Publication

Article

CURE

Spring 2010
Volume9
Issue 1

Now or Later?

Author(s):

Results of an Alimta study for maintenace therapy in lung cancer was presented at ASCO 2009.

Patients taking Alimta (pemetrexed) as a maintenance therapy for advanced non-squamous lung cancer lived a median of five months longer than patients taking a placebo, according to a randomized study reported at last year’s American Society of Clinical Oncology meeting.

The results for Alimta, an intravenous medication, were one in a series of maintenance treatment studies presented at the meeting. Maintenance therapy actually reflects various approaches to prescribing drugs like Alimta, either immediately after chemotherapy ends, or after giving patients with advanced cancer a treatment break, says Nasser Hanna, MD, an associate professor at Indiana University Melvin and Bren Simon Cancer Center, who gave a presentation about maintenance therapy at ASCO. Second-line therapy typically refers to treatment given after the patient’s cancer progresses on initial therapy, whereas maintenance therapy is given after the cancer responds to first-line treatment.

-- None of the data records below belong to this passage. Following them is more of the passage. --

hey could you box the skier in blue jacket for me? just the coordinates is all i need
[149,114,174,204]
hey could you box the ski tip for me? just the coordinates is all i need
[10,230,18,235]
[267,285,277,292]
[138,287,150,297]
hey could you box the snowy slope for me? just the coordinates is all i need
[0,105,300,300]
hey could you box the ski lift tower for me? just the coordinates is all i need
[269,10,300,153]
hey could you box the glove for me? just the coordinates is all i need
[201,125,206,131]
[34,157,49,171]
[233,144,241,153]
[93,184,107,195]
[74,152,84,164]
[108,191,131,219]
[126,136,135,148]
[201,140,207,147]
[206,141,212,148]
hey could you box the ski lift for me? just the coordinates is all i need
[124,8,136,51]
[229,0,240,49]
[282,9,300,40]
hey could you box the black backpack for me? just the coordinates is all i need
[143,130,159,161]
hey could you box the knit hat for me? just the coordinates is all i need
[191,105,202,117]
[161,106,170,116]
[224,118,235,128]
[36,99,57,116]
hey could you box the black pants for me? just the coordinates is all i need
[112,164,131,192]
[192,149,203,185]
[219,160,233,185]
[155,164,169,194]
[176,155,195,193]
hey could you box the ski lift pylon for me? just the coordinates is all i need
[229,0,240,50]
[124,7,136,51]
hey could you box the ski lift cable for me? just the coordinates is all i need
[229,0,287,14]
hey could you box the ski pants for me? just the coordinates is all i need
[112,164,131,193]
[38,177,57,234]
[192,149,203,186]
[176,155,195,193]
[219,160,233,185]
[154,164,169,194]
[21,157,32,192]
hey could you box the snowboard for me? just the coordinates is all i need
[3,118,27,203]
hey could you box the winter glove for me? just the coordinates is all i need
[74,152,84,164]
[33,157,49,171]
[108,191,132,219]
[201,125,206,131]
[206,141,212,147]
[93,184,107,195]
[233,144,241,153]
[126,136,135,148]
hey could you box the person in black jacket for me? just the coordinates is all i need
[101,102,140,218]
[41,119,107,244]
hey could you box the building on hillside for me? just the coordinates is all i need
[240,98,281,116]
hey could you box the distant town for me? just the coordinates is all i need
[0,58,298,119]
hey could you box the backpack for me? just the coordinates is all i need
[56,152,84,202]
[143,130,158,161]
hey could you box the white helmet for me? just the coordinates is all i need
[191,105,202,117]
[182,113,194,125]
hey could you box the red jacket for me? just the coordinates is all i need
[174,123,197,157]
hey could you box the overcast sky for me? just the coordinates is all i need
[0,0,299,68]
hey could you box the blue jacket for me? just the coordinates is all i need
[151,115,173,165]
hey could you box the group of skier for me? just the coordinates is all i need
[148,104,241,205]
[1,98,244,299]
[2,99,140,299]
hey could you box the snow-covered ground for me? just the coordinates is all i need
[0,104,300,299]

At the ASCO meeting, researchers presented findings showing the median overall survival difference with Alimta was three months, 13.4 months versus 10.6 months for patients taking a placebo. But an analysis of a subset of 482 patients diagnosed with non-squamous lung cancer showed they were the greatest beneficiaries. Their median survival was 15.5 months versus 10.3 months in the placebo group. “That’s the eye-popping part,” Hanna says. “That would be a survival gain that we are really not used to seeing [in lung cancer].”

FDA officials cited those results last July when they approved Alimta for maintenance treatment in patients with advanced non-squamous disease whose cancer hasn’t progressed following chemotherapy.

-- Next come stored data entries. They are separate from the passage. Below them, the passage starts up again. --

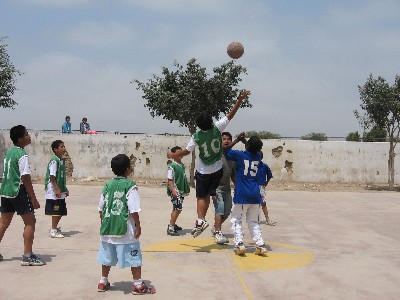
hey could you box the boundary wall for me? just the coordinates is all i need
[0,130,399,184]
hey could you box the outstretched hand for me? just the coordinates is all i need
[238,90,251,101]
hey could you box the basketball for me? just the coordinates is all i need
[227,41,244,59]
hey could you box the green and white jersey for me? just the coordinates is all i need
[0,146,31,198]
[44,155,67,199]
[99,177,139,240]
[186,116,229,174]
[167,161,190,196]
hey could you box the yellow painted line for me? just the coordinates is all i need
[143,238,314,272]
[228,252,255,300]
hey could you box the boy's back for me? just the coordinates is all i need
[225,148,263,204]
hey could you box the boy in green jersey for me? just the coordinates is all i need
[167,90,251,238]
[0,125,45,266]
[44,140,69,238]
[97,154,156,295]
[166,146,190,236]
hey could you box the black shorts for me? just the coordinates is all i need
[170,195,184,211]
[195,168,223,198]
[45,198,67,216]
[0,185,34,215]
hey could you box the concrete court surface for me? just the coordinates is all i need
[0,184,399,300]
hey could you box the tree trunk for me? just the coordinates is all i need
[388,139,395,189]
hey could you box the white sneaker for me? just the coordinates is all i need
[214,232,229,244]
[235,242,246,255]
[191,220,209,238]
[49,229,64,238]
[255,244,268,255]
[266,219,277,226]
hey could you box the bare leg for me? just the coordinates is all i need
[0,213,14,242]
[214,214,223,231]
[20,213,36,254]
[102,265,111,277]
[197,195,210,219]
[51,215,62,229]
[169,210,181,226]
[131,266,141,280]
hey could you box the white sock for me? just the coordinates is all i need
[100,277,108,283]
[134,279,143,286]
[24,252,33,257]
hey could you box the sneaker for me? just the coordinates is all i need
[167,225,179,236]
[255,244,268,255]
[266,219,277,226]
[214,231,229,244]
[191,220,209,238]
[98,281,110,292]
[235,242,246,255]
[211,225,216,236]
[49,229,65,238]
[21,254,46,266]
[132,282,156,295]
[174,224,183,231]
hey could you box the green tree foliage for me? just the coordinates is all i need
[355,74,400,188]
[301,132,327,141]
[0,37,22,109]
[345,131,361,142]
[133,58,251,185]
[362,126,387,142]
[133,58,251,135]
[245,130,281,139]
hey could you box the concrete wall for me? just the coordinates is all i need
[0,130,399,184]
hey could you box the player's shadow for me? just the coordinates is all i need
[110,280,156,295]
[177,229,192,236]
[3,253,57,264]
[180,242,230,253]
[62,230,81,237]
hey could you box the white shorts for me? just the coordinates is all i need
[97,241,142,268]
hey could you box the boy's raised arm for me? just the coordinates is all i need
[227,90,251,120]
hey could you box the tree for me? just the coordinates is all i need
[355,74,400,188]
[362,126,387,142]
[133,58,251,185]
[346,131,361,142]
[301,132,328,141]
[0,37,22,109]
[245,130,281,139]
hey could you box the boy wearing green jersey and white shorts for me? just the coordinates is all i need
[44,140,69,238]
[0,125,46,266]
[167,90,251,238]
[97,154,156,295]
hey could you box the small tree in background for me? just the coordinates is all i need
[301,132,328,141]
[245,130,281,139]
[0,37,22,109]
[346,131,361,142]
[355,74,400,188]
[133,58,251,186]
[362,126,387,142]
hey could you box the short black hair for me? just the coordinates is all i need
[171,146,182,153]
[196,112,213,131]
[111,154,131,176]
[10,125,26,145]
[65,116,70,120]
[245,136,263,154]
[51,140,64,151]
[221,132,232,140]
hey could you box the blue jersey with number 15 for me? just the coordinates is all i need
[225,148,263,204]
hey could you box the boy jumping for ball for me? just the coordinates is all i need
[167,90,250,238]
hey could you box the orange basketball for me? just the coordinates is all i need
[227,41,244,59]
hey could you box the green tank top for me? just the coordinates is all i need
[193,125,222,166]
[167,161,190,196]
[44,155,67,193]
[0,146,27,198]
[100,178,136,237]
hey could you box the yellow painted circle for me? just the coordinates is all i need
[143,238,314,272]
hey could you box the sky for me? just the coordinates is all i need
[1,0,399,137]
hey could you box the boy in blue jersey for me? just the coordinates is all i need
[167,90,251,238]
[0,125,46,266]
[225,136,268,255]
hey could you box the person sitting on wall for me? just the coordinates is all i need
[80,117,97,134]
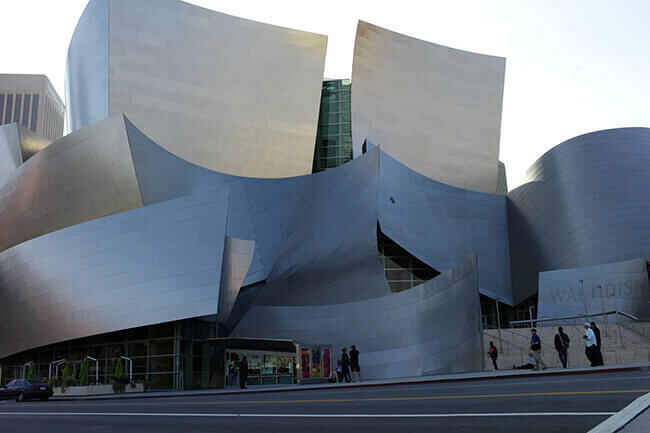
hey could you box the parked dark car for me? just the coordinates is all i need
[0,379,53,402]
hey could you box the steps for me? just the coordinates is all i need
[483,322,650,370]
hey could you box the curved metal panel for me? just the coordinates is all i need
[0,124,25,187]
[67,0,327,178]
[232,254,481,379]
[537,257,650,321]
[379,149,513,304]
[0,191,228,359]
[508,127,650,303]
[65,0,109,133]
[351,21,505,193]
[0,115,143,252]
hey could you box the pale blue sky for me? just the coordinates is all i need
[2,0,648,188]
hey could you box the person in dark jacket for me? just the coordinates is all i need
[554,327,571,368]
[487,341,499,370]
[238,356,249,389]
[590,322,605,366]
[349,345,362,382]
[340,347,351,383]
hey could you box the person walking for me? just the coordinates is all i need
[340,347,352,383]
[228,361,238,387]
[487,341,499,370]
[529,328,547,370]
[238,356,249,389]
[583,323,598,366]
[554,327,571,368]
[349,345,362,382]
[590,322,605,366]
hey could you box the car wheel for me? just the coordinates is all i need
[16,392,25,402]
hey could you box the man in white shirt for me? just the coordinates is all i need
[583,323,598,366]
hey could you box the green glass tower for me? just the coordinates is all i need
[312,79,352,172]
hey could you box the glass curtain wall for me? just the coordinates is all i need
[312,79,352,172]
[0,320,217,390]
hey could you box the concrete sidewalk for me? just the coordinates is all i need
[50,361,650,401]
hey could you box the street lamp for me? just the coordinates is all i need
[579,279,588,316]
[22,362,32,379]
[86,356,99,384]
[49,359,65,380]
[120,356,133,382]
[609,292,623,348]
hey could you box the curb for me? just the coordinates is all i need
[49,364,648,402]
[587,392,649,433]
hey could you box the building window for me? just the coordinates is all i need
[377,224,440,292]
[312,79,353,173]
[21,94,31,127]
[13,94,23,123]
[30,94,39,132]
[4,94,13,124]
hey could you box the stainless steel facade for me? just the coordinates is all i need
[0,115,143,253]
[0,123,49,187]
[508,128,650,304]
[379,149,513,304]
[232,254,481,379]
[0,190,229,359]
[351,21,505,193]
[537,257,650,321]
[66,0,327,178]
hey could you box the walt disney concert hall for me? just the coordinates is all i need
[1,0,648,389]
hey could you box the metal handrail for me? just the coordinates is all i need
[509,311,638,326]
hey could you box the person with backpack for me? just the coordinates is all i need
[349,345,362,382]
[340,347,351,383]
[487,341,499,370]
[529,328,547,370]
[554,327,571,368]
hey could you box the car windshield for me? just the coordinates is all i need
[6,380,17,387]
[27,379,44,384]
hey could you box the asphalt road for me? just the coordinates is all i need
[0,370,648,433]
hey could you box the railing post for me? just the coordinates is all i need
[495,298,503,352]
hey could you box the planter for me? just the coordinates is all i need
[53,383,145,397]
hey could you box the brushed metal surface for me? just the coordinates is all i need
[232,254,481,379]
[0,115,143,253]
[0,190,229,359]
[508,127,650,304]
[379,148,513,304]
[67,0,327,178]
[351,21,505,193]
[537,257,650,321]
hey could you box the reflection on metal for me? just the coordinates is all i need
[496,161,508,195]
[0,191,229,359]
[217,236,256,325]
[0,115,143,252]
[233,254,481,379]
[66,0,327,178]
[352,21,505,193]
[508,128,650,303]
[537,257,650,321]
[378,148,513,304]
[0,123,49,187]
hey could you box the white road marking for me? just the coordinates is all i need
[0,411,616,418]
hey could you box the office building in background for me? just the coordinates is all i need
[0,74,64,142]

Research involving Tarceva (erlotinib) as maintenance therapy following chemotherapy was also presented at ASCO showing the EGFR inhibitor only slightly increased progression-free survival. In one study, progression-free survival reached a median of 12.3 weeks in patients on Tarceva, compared with 11.1 weeks for those taking placebo. Patients in the Tarceva group lived only slightly longer than patients in the placebo group, with median overall survival reaching 12 months and 11 months, respectively.

In another trial, progression-free survival was slightly longer with a maintenance therapy combo of Avastin (bevacizumab) plus Tarceva, reaching 4.8 months, compared with 3.7 months for Avastin maintenance therapy alone. Patients in both arms received initial treatment with Avastin and chemotherapy.

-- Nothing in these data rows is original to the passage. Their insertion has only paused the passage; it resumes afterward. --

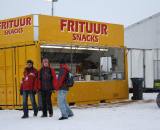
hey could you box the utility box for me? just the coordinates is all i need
[0,15,129,109]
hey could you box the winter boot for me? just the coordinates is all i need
[59,117,68,120]
[21,114,29,119]
[68,114,74,118]
[33,109,38,117]
[49,113,53,117]
[41,113,47,117]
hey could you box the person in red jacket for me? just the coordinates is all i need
[20,60,38,119]
[38,58,57,117]
[57,60,74,120]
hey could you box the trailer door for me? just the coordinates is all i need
[0,44,40,108]
[0,48,17,108]
[16,44,41,106]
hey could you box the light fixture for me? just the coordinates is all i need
[40,45,108,51]
[44,0,58,16]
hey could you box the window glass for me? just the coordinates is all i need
[41,46,125,81]
[99,48,125,80]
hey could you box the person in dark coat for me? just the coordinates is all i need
[20,60,38,119]
[57,60,74,120]
[38,58,57,117]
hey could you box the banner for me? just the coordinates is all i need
[39,15,124,47]
[0,15,34,47]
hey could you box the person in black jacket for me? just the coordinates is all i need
[38,58,57,117]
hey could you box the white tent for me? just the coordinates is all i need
[125,12,160,88]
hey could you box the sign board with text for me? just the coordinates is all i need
[39,15,124,47]
[0,15,34,47]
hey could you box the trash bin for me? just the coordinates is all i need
[131,78,143,100]
[156,93,160,108]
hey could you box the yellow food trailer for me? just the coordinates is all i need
[0,14,128,109]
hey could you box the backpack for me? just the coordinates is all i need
[65,72,74,87]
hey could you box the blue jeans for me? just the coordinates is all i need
[22,90,38,116]
[58,90,73,118]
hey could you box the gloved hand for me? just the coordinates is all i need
[20,90,23,95]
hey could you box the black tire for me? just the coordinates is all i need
[156,93,160,108]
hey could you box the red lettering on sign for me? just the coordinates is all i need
[72,33,99,43]
[14,19,20,27]
[26,17,32,25]
[74,21,78,32]
[60,18,108,43]
[94,23,101,34]
[0,17,32,30]
[60,19,67,31]
[86,22,93,33]
[78,21,85,33]
[67,20,74,32]
[60,19,108,35]
[4,28,23,35]
[101,24,108,34]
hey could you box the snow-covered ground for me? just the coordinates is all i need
[0,93,160,130]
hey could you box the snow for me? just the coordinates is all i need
[0,93,160,130]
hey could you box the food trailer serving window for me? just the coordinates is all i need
[41,45,125,81]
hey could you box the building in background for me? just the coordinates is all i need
[125,12,160,89]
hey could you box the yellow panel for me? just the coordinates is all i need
[0,49,5,87]
[0,87,7,105]
[16,46,27,105]
[39,15,124,47]
[26,45,37,62]
[0,15,34,47]
[17,46,26,65]
[26,44,41,69]
[6,68,14,85]
[5,49,13,66]
[16,44,41,105]
[68,80,128,102]
[16,46,26,101]
[0,48,16,107]
[5,48,15,107]
[0,49,5,66]
[52,80,128,106]
[0,49,6,105]
[7,86,15,105]
[0,69,5,85]
[0,50,5,86]
[5,49,14,86]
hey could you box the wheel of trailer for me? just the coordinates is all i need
[156,93,160,108]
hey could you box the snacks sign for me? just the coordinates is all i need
[60,19,108,43]
[0,15,34,46]
[39,15,124,46]
[0,17,32,35]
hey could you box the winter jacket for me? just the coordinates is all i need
[20,67,38,91]
[37,67,57,91]
[57,64,70,91]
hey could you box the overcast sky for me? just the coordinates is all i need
[0,0,160,27]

Last December, an advisory panel to the FDA recommended against approval of Tarceva for maintenance. For lung cancer, the drug is only approved for use in advanced disease once chemotherapy fails.

These studies to date, as well as the Alimta analysis, haven’t provided a good sense of when maintenance treatment should begin, says Hanna, who worries about overtreating patients whose cancer might not advance right away and who could enjoy a respite from treatment-related side effects. In the Alimta study, serious side effects, including fatigue and neutropenia (a worrisome decrease in white blood cells), were more common in the Alimta group.

Ultimately, the weighing of risks and benefits is a personal decision between patient and physician, Hanna says. “Some patients will absolutely want breaks. Some patients will absolutely not want a break. It can really not be a one-size-fits-all.”